Brasileiros se destacam no Mundial Paraolímpico de Atletismo

Redação Webrun | Esporte Adaptado · 31 jan, 2011

Dezessete paraatletas brasileiros subiram ao pódio no Mundial Paraolímpico (foto: Cpb/ Divulgação)
Dezessete paraatletas brasileiros subiram ao pódio no Mundial Paraolímpico (foto: Cpb/ Divulgação)

Dos 25 atletas nacionais que defenderam o país no Campeonato Mundial Paraolímpico de Atletismo, 17 paraatletas subiram ao pódio e garantiram ao Brasil a terceira posição no quadro geral de medalhas. No domingo (30/01), Tito Sena, campeão mundial e medalhista paraolímpico, chegou em segundo lugar na prova de Christchurch/Nova Zelândia, seguido por Ozivam Bonfim, que ganhou uma medalha de bronze na maratona T46 (amputados e outros).

Com o resultado, o Brasil ultrapassou a Grã Bretanha em número de pratas e terminou o Mundial atrás apenas da China e da Rússia. “Essa posição mostra a força do atletismo paraolímpico brasileiro. Mais de dois terços dos atletas da seleção brasileira estão entre os três primeiros do mundo”, destaca o presidente do Comitê Paraolímpico Brasileiro (CPB), Andrew Parsons.

Ainda de acordo com o presidente, o terceiro lugar no quadro de medalhas não só reflete o crescimento do atletismo paraolímpico brasileiro, como também traz mais responsabilidades para o país nas próximas competições. “Disputamos a terceira posição com a Grã Bretanha, que receberá as Paraolimpíadas ano que vem e tem recebido bastante investimento. Isso significa que estamos fortes”.

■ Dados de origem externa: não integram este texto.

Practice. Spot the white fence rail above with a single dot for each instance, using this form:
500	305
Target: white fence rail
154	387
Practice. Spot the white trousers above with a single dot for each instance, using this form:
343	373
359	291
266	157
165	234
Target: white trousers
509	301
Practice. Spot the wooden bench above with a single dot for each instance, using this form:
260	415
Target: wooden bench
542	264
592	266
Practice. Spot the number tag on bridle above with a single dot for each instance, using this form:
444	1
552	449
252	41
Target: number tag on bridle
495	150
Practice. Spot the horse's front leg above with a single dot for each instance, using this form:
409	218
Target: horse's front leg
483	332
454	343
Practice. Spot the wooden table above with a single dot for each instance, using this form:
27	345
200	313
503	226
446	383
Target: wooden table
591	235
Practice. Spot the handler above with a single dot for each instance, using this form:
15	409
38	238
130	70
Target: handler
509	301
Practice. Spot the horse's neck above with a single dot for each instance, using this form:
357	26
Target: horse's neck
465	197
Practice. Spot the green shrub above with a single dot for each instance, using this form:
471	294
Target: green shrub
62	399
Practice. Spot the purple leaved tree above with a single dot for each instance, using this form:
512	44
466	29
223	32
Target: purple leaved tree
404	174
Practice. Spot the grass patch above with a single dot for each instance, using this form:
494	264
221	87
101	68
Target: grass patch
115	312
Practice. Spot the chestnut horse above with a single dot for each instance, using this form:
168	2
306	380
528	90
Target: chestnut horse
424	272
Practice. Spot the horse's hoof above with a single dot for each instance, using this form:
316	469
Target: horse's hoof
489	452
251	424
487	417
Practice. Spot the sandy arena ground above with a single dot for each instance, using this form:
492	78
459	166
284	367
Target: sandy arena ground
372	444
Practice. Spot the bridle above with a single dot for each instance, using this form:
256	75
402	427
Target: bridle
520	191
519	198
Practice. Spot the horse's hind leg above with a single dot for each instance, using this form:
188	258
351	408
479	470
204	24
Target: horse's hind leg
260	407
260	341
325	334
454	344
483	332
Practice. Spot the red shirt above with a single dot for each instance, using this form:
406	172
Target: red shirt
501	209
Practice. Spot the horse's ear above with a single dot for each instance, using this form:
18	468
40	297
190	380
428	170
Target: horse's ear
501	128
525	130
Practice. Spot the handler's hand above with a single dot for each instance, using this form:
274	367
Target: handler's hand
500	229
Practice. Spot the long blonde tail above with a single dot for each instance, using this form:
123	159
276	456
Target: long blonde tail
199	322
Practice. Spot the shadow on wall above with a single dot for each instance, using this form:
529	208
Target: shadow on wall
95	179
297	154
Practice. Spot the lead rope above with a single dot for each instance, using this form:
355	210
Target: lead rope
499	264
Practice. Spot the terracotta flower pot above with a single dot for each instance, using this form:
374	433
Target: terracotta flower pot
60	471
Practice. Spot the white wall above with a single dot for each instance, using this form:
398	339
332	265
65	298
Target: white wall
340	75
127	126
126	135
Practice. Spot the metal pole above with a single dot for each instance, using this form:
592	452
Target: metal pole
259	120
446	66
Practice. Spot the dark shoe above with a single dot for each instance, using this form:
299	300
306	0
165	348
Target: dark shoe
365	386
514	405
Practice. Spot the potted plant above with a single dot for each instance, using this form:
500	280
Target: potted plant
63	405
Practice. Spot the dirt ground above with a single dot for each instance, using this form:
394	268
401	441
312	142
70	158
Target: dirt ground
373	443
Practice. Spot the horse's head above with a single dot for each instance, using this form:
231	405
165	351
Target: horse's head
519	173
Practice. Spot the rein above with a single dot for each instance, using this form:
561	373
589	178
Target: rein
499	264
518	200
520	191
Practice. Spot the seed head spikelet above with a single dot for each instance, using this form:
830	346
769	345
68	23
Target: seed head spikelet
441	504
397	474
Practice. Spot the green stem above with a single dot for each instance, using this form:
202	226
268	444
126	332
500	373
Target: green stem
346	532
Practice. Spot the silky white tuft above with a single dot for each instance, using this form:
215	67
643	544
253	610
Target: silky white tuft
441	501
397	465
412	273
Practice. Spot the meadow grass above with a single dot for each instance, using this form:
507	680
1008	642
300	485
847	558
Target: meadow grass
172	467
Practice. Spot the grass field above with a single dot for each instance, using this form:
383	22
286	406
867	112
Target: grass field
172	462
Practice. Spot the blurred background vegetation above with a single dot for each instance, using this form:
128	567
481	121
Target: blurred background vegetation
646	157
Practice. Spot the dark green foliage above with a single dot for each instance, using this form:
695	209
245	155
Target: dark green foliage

Tática brasileira – O objetivo da comissão técnica era pelo menos igualar ao resultado das Paraolimpíadas de Pequim (2008), quando o Brasil ficou em décimo lugar, com 15 medalhas, quatro delas de ouro. Mas o resultado este ano foi muito melhor e na opinião do diretor técnico do Comitê Paraolímpico Brasileiro (CPB), Edílson Tubiba, tudo isso é fruto da estratégia de trazer um número menor de atletas. “Com esta tática conseguiríamos prepará-los melhor e teríamos maior qualidade”.

Edílson ressalta que o país é hoje uma das potências na modalidade de esporte adaptado. “Agora todo mundo quer nos superar. Por isso precisamos aumentar a base de medalhistas. Temos que consolidar algumas provas e investir na renovação”, justifica o diretor, que também considera expressivo o progresso na performance dos atletas com deficiência física (grupo ganhador de sete medalhas).

“Temos os cegos mais rápidos do mundo, tanto no masculino quanto no feminino. Mas o Brasil já tem tradição nessa área. Neste mundial vale destacar a recuperação de resultados entre os deficientes físicos, como é o caso de Yohansson e do Alan, que são jovens talentos e bons representantes desse segmento”, avalia Edílson.